Il faut clairement se méfier de ce personnage débonnaire à tête de Playmobil, cousin lointain de Mario Bros, bedonnant et moustachu comme lui. Ne pas se laisser abuser par ses histoires faussement innocentes, aux traits épais à la Hello Kitty et aux jolies couleurs.
Oui, Dickie n’est pas quelqu’un de fréquentable et, malgré ses attraits faciles, n’est vraiment pas destiné aux enfants. Constat d’autant plus sensible qu’il a aujourd’hui sa série animée (visible depuis l’été 2020 sur Adult Swim) et qu’il s’affiche sans retenue sur les murs des musées (comme celui de la BD de Bruxelles).
Voilà vingt ans qu’est sorti le premier album de cet antihéros, né sous l’esprit et la plume de l’agitateur flamand Pieter De Poortere. Chez lui, au plat pays, il s’appelle Boerke (soit «petit paysan») et, à l’origine, il dénonçait les dérives d’une agriculture belge livrée à l’utilisation abusive de pesticides et hormones diverses (en pleine vache folle).
Depuis, il en a fait du chemin, au point de devenir une figure universelle! Toujours sans âge et avec sa grosse tête ronde, il évolue dans une époque indéfinie, pouvant traîner ses mauvaises idées au Moyen Âge, dans l’espace ou un western.
Car qu’il soit agriculteur, pirate, chevalier ou encore astronaute, les choses finissent toujours mal – pour lui et pour ceux qui l’entourent! Il met en effet un zèle tout particulier à appliquer jusqu’au bout ses inspirations primaires, sans s’apercevoir de leur caractère saugrenu ou cruel (voire les deux). Miroir des faiblesses et des défauts de chacun, Dickie est le personnage tragi-comique (sans le moindre scrupule) qu’on adore détester.
Un amour-haine qui remonte au début des années 2000, après de premières publications en France dans le magazine Ferraille, avant que l’éditeur Glénat ne prenne le relais. Ainsi, après Le Petit Dickie Illustré (2012), voici la suite, toujours «trash», de ses folles pérégrinations.
Je ne cherche pas particulièrement à choquer, mais c’est plus drôle quand la fin est tragique!
Après avoir incarné le fils de Hitler, revisité les contes de fées, être parti pour Hollywood ou vers la Lune, revoilà donc Dickie dans une sélection de gags plus ou moins récents (avec des inédits en bonus).
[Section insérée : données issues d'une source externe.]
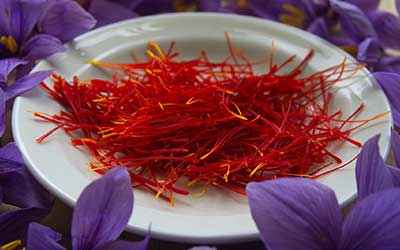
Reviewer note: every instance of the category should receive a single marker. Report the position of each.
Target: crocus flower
(9, 91)
(322, 17)
(36, 29)
(100, 215)
(304, 214)
(390, 84)
(18, 188)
La recette imaginée par Pieter De Poortere reste toujours la même : une histoire tenant sur une page, sans paroles, qui débute de façon naïve, avant de prendre une tournure subversive. Le sympathique loser – qui revêt parfois des traits féminins à travers son alter ego Vickie, prostituée sans succès (Hoerke en VO) – conserve son égoïsme, sa bêtise, sa lâcheté et son opportuniste, allant de désastre en désastre.
D’ailleurs, sur la couverture de ce nouveau «testament», on le voit en diable, le regard menaçant sous les flammes. Une manière de rappeler que ce candide n’est que le reflet de nos propres errances, incarnation des aspects les plus douteux de la personnalité humaine. Sur près de 200 pages, son auteur rappelle à nouveau ses dispositions pour se moquer des aveugles, des dictateurs, de la guerre, des dirigeants, des chasseurs, des catholiques… Avec lui, en effet, l’Histoire comme la religion subissent les mêmes outrages de cruauté.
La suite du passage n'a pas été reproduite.